Angeli, perfezione di grazia e di gloria (I, 62)

L’elevazione degli angeli allo stato di grazia e di gloria

Articolo 1

Se gli angeli siano stati beati fin dalla loro creazione

L’angelo fu creato beato se per beatitudine si intende quella che può conseguire con le capacità naturali […]. La beatitudine suprema invece, che supera le capacità della natura, gli angeli non l’ebbero nel primo istante della loro creazione.

Articolo 2

Se l’angelo abbia avuto bisogno della grazia per volgersi a Dio

Per volgersi a Dio in quanto è oggetto della beatitudine gli angeli ebbero bisogno della grazia.

Articolo 3

Se gli angeli siano stati creati in grazia

Sembra che si debba ritenere più probabile e più conforme alla dottrina dei Santi che gli angeli siano stati creati in possesso della grazia santificante.

Articolo 4

Se gli angeli abbiano meritato la loro beatitudine

È meglio ritenere che gli angeli ebbero la grazia prima di essere beati, e che per mezzo di essa meritarono la beatitudine.

Articolo 5

Se gli angeli abbiano raggiunto la beatitudine subito dopo il primo atto meritorio

L’angelo fu subito beato dopo il primo atto di carità, col quale meritò la beatitudine.

Articolo 6

Se gli angeli abbiano ricevuto la grazia e la gloria in proporzione alle loro doti naturali

È ragionevole [pensare] che agli angeli siano stati elargiti i doni di grazia e la perfezione della beatitudine in proporzione alle loro doti naturali.

Articolo 7

Se rimangano negli angeli beati la conoscenza e la dilezione naturali

Negli angeli beati rimangono la conoscenza e la dilezione naturali.

Articolo 8

Se l’angelo beato possa peccare

L’angelo beato non può volere o compiere nulla senza mirare a Dio.

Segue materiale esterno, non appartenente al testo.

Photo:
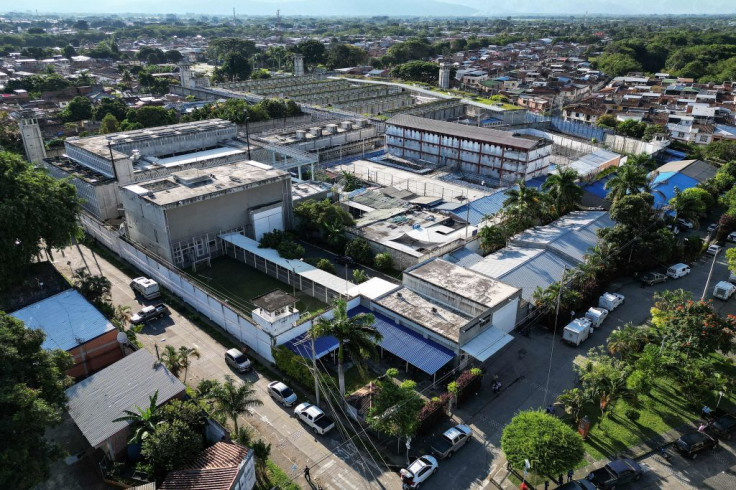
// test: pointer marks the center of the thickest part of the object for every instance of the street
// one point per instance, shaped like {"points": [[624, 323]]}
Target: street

Ora, chi vuole e agisce così non può peccare. Quindi in nessun modo l’angelo beato può peccare.

Articolo 9

Se gli angeli beati possano crescere nella loro beatitudine

Dio non solo conduce la creatura razionale al fine della beatitudine, ma le fa anche raggiungere il grado di beatitudine stabilito dalla divina predestinazione. Per cui, una volta raggiunto quel grado, la creatura non può conseguire un grado più elevato.